Illuminating neurodegeneration: a future perspective on near-infrared spectroscopy in dementia research.


SIGNIFICANCE: Dementia presents a global healthcare crisis, and neuroimaging is the main method for developing effective diagnoses and treatments. Yet currently, there is a lack of sensitive, portable, and low-cost neuroimaging tools. As dementia is associated with vascular and metabolic dysfunction, near-infrared spectroscopy (NIRS) has the potential to fill this gap. AIM: This future perspective aims to briefly review the use of NIRS in dementia to date and identify the challenges involved in realizing the full impact of NIRS for dementia research, including device development, study design, and data analysis approaches. APPROACH: We briefly appraised the current literature to assess the challenges, giving a critical analysis of the methods used. To assess the sensitivity of different NIRS device configurations to the brain with atrophy (as is common in most forms of dementia), we performed an optical modeling analysis to compare their cortical sensitivity. RESULTS: The first NIRS dementia study was published in 1996, and the number of studies has increased over time. In general, these studies identified diminished hemodynamic responses in the frontal lobe and altered functional connectivity in dementia.
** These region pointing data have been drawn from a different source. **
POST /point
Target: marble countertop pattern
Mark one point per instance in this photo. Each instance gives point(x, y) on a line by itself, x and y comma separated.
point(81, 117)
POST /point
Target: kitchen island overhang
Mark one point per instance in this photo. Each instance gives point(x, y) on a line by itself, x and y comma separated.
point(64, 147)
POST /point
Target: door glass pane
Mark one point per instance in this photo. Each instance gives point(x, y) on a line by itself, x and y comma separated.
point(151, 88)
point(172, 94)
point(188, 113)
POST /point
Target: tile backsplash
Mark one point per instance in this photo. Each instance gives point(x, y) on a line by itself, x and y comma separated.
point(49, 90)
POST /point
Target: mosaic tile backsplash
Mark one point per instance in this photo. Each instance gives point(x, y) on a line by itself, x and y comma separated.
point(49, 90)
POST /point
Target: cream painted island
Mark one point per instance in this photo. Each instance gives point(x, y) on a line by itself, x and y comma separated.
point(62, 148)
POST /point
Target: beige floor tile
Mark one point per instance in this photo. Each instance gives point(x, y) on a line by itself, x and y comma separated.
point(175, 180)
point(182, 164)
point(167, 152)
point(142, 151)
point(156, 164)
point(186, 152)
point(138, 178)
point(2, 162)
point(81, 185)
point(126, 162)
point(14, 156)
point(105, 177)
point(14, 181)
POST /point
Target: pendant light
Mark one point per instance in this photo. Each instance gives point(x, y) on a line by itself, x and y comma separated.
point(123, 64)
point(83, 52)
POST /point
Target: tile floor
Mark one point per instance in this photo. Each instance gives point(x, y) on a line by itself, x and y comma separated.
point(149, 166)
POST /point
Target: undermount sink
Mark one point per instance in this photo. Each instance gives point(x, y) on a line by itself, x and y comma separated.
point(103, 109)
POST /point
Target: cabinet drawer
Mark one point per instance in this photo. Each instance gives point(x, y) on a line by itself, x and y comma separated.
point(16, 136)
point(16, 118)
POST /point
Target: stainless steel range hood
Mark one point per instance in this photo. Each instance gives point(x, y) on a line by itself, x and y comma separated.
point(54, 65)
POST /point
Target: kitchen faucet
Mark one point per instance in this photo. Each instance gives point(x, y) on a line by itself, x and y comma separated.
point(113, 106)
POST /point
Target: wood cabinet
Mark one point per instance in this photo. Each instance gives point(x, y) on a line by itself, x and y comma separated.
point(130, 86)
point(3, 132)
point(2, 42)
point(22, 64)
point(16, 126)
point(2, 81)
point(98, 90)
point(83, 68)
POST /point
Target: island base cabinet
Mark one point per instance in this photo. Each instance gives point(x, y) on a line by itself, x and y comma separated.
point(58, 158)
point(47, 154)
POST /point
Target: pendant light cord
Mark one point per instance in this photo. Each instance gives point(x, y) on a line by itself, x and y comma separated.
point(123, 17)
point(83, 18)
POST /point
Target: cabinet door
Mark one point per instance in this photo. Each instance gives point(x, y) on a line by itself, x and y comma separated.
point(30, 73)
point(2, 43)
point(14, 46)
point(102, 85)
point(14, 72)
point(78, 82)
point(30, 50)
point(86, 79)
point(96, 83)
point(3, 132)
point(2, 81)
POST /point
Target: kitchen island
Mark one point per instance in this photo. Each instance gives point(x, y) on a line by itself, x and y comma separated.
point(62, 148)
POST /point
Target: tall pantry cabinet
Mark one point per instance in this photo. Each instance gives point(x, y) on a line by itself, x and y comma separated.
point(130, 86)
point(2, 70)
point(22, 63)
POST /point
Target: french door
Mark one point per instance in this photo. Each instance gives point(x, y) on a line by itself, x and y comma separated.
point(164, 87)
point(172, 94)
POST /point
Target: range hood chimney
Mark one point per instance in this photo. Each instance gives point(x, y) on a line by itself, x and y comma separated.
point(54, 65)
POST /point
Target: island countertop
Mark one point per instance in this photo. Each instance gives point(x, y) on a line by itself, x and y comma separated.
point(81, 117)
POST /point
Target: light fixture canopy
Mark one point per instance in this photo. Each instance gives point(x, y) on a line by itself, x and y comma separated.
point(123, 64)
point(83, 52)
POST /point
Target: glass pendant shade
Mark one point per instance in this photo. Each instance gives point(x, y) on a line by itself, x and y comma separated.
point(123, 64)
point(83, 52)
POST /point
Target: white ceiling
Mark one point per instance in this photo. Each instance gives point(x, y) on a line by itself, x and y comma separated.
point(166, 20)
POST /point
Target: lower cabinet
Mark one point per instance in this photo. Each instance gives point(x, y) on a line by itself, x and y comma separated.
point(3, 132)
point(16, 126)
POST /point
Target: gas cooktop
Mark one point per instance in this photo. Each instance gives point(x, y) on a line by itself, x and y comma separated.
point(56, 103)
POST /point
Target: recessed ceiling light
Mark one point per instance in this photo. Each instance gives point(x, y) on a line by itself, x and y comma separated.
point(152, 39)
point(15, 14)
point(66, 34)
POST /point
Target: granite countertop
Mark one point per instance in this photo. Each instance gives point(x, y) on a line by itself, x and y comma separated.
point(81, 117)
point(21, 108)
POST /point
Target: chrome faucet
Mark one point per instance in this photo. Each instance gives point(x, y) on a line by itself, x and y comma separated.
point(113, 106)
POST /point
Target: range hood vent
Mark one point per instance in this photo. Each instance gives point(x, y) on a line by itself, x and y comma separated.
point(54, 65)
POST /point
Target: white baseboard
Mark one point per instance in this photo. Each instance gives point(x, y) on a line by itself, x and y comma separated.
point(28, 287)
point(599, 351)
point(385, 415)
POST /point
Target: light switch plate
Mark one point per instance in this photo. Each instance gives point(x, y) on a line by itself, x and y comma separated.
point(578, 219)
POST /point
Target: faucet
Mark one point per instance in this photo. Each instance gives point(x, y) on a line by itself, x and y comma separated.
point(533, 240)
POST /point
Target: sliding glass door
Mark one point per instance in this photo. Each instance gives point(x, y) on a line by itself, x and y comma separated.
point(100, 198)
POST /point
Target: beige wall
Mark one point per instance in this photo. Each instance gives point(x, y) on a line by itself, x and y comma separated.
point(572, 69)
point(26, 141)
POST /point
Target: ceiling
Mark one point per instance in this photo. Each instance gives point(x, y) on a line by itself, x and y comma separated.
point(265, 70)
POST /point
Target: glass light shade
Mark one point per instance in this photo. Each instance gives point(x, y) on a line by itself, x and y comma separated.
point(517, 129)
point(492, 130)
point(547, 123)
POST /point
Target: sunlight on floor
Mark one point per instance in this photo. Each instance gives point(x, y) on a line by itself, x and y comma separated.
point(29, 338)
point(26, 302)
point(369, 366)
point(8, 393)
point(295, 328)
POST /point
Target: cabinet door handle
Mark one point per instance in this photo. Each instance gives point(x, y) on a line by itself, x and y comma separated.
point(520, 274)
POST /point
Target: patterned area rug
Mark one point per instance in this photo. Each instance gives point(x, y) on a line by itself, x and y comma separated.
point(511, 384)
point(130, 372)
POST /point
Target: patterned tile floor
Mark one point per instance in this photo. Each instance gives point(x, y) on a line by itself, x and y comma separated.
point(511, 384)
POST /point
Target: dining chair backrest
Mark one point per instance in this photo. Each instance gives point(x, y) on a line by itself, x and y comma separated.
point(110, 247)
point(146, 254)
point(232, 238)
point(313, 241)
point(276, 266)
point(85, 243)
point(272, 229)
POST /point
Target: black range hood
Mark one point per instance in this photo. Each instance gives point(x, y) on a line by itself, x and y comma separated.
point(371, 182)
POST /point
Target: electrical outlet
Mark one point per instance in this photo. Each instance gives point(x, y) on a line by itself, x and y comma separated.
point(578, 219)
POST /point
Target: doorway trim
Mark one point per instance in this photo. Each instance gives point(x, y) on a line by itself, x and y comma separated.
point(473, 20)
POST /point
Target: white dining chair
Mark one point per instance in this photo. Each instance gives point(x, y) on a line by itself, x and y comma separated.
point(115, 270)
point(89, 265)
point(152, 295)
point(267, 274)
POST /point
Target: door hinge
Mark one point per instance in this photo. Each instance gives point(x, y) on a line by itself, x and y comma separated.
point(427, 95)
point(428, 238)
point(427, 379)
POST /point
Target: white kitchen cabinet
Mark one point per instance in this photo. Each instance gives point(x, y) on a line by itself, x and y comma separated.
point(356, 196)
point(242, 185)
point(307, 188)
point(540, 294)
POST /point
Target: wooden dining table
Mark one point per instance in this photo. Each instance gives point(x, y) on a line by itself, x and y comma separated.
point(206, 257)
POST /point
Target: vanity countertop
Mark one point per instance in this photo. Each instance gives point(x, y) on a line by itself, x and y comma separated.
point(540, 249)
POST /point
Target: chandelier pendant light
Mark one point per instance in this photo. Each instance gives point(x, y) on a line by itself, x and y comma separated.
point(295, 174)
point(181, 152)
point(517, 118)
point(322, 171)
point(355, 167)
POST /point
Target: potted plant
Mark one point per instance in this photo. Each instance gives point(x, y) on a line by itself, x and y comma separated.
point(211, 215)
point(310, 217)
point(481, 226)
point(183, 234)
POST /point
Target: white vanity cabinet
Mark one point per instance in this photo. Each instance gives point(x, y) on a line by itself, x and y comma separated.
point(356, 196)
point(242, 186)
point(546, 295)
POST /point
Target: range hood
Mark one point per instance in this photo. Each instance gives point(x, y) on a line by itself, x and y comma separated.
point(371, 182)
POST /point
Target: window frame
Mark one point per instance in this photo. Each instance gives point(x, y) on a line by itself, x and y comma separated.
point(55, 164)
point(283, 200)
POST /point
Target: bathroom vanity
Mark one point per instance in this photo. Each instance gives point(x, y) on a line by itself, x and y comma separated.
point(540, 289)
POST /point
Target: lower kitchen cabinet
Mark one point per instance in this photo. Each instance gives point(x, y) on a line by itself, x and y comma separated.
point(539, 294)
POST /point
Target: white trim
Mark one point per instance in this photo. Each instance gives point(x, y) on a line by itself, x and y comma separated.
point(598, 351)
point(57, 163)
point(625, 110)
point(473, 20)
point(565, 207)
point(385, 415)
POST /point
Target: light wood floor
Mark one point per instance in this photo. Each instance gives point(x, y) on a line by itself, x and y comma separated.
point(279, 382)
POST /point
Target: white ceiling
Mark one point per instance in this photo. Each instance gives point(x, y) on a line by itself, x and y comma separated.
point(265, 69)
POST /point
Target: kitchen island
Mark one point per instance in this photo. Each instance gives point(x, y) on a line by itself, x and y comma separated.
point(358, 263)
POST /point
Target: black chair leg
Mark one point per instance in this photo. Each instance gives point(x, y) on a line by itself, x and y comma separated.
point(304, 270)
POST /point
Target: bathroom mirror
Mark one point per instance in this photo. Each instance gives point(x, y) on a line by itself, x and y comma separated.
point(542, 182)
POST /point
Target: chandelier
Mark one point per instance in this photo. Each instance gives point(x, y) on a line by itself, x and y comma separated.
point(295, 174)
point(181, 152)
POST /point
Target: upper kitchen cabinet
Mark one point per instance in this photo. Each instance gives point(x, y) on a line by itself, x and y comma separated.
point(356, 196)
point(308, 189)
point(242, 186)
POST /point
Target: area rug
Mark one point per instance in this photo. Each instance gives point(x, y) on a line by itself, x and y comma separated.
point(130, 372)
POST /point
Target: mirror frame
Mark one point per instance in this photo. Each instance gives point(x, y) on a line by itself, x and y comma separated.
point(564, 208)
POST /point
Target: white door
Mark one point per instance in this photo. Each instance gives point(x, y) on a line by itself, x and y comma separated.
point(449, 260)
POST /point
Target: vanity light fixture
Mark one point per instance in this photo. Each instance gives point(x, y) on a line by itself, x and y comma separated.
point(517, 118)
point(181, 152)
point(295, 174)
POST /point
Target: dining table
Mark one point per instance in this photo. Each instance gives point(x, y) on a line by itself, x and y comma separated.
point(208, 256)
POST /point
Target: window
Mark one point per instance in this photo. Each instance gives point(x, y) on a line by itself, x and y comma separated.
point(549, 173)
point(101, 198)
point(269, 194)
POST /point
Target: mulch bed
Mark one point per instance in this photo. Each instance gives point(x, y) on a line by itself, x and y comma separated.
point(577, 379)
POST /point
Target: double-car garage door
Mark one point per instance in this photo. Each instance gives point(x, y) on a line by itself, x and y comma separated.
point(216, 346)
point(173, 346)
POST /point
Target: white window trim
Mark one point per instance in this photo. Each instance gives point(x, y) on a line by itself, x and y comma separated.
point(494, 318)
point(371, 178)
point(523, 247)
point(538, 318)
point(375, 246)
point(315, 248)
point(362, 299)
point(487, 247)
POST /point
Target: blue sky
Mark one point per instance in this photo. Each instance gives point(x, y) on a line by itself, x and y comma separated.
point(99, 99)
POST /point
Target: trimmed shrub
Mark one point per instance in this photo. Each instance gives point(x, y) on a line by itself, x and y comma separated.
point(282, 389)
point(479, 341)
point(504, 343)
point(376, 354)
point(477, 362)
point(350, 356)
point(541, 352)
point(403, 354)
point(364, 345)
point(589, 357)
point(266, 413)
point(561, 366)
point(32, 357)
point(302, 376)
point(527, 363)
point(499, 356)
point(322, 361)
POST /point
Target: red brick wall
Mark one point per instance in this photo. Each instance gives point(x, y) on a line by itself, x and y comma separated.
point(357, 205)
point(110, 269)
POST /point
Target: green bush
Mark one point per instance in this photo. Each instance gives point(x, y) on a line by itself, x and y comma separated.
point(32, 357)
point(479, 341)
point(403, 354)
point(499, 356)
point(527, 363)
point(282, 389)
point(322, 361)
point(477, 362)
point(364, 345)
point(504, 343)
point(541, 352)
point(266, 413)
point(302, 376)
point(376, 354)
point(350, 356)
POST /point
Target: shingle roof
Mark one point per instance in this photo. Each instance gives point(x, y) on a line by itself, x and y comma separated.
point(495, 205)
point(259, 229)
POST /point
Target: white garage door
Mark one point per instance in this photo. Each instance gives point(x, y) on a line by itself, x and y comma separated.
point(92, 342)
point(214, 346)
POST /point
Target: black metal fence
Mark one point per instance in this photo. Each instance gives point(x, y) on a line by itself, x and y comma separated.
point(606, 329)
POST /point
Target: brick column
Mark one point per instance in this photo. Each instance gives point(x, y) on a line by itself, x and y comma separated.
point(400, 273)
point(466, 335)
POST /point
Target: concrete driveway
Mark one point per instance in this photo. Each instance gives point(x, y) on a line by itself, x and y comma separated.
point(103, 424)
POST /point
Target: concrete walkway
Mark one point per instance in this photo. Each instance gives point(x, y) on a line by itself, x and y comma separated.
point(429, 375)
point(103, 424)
Our analysis showed that traditional (low-density) NIRS arrays are sensitive to the brain with atrophy (although we see a mean decrease of 22% in the relative brain sensitivity with respect to the healthy brain), but there is a significant improvement (a factor of 50 sensitivity increase) with high-density arrays. CONCLUSIONS: NIRS has a bright future in dementia research. Advances in technology - high-density devices and intelligent data analysis-will allow new, naturalistic task designs that may have more clinical relevance and increased reproducibility for longitudinal studies. The portable and low-cost nature of NIRS provides the potential for use in clinical and screening tests.